The bullet consists of a metal envelope containing an explosive. When the trigger of the pistol is pulled, the firing pin is released and moves forward to push the explosive charge, so the bullet exits the barrel of the pistol.

Instead of using a metallic material as in live ammunition, the blank bullet contains a material of cotton or paper.

As for acting weapons, they are disabled weapons that are used in filming movie scenes, to give them credibility.

When you fire with empty bullets, you hear the sound of the shot, and you see the fire of burning the explosive.

Have similar incidents occurred before?

Yes. It happened. You may remember actor Brandon Lee, son of martial arts legend, Bruce Lee.

Brandon Lee died at the age of twenty-eight, in 1993, while filming the movie “The Raven”, having received a shot from an acting pistol that was accidentally loaded with a training bullet.

Training bullets are used for close-up shooting, but the pistol must be emptied of it before it is filled with empty bullets.

After receiving the shot, the shooting continued until the end of the scene, and when he did not stand on his feet, the filmmakers knew that he had been subjected to something bad.

In another incident, in 1984, the American actor, John Eric Hexom, was joking on the set of a television movie, fed up with the delay in filming.

He loaded the pistol with a blank bullet, placed the barrel of the revolver on his temple and fired.

Unlike Lee, Hexom did not die at the site, but the force of the bullet fractured his skull, and he died days later in the hospital.

How can acting weapons and blanks be used safely?

Hexum’s death alerted the problems of chelating weapons, as they could be very dangerous.

Adding to the risks is that some filming locations raise the amount of explosive in order to enhance the visual effect.

Filming locations usually set strict rules for the use of acting weapons. They are provided by professionals who give instructions on how to use it.

Weapon expert Bill Davies, who has worked on several TV sets, says: “If someone put live ammunition in the gun, first the live ammunition shouldn’t have been on the set. Second, they had to make sure the gun was empty by inserting a pen into the barrel and looking at it. And third, they had to keep an eye on the ammo they put in the gun.”

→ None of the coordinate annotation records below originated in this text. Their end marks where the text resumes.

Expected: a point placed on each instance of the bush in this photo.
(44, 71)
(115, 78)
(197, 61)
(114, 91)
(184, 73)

Some of those working in filming are wondering why chelating ammunition is still used in the first place, while the technology now provides the effects of computer shooting, with simple techniques.

Actor and director, Craig Zobel, wrote on Twitter: “There is no need today to have pistols filled with blank bullets or anything else. Why not ban them permanently by law?”

Television writer David Slack tweeted: “Acting pistols are real pistols, and blanks have real explosives in them. They can hurt and kill. If you’re on a set with non-safety acting weapons, just leave.” No program or cinematography is worth risking people’s lives.”